Understanding Kubernetes Node Scaling Event

Liferay PaaS operates on shared infrastructure, which offers benefits in efficient resource utilization with trade-offs. Google Kubernetes Engine (GKE) dynamically adjusts the number of nodes based on workload demands.

When Kubernetes detects a need for more resources, it triggers a ScaleUp event, adding a new node and scheduling a new pod in the background. Conversely, when the cluster detects underutilized nodes, it scales down to enhance resource allocation and cost efficiency.

Why Node Scale-Down causes outages in Non-HA environments

Not having a High Availability (HA) setup results in significant disadvantages in terms of reliability, performance, and business continuity, introducing a single point of failure.

Kubernetes node scaling occurs automatically and can cause involuntary disruptions. In a non-HA environment, services operate with a single replica. As a result, unplanned outages, such as those caused by Kubernetes scale-downs, are more likely to occur.

Why are we experiencing more outages recently?

While our infrastructure has always been dynamic, the frequency of these events can vary. It's possible that the conditions triggering more frequent scale-downs were not present previously, or their impact was less noticeable.
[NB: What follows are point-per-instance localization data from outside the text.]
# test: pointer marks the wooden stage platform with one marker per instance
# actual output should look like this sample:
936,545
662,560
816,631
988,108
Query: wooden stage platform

The frequency of these scale-down events depends on the overall resource usage on the cloud infrastructure by all users on the cluster. When resource demands fluctuate, the system may frequently switch between scaling up and down.

Node scale-down events in Kubernetes may also become more frequent due to additional factors, including but not limited to:

Increased load and resource utilization: Higher demand on resources can trigger more frequent scaling adjustments
Workload changes: Changes in workloads can affect how resources are used, leading to scaling actions
Cloud provider updates: Google Kubernetes Engine (GKE) may update autoscaling mechanisms or infrastructure, impacting scaling behavior
Hardware or OS Maintenance: Maintenance activities can affect node availability
Network Load Balancing Adjustments: Changes by Google in network load balancing can influence node scaling

Please note that Kubernetes operational events are automated in the background, and the specific reasons are not publicly disclosed.

Mitigation Strategy

To enhance reliability and reduce the risk of downtime, we highly recommend Upgrading to a High Availability (HA) subscription. This ensures multiple replicas of each relevant service are in place, so if one instance fails during a node scaling event, others can continue to operate.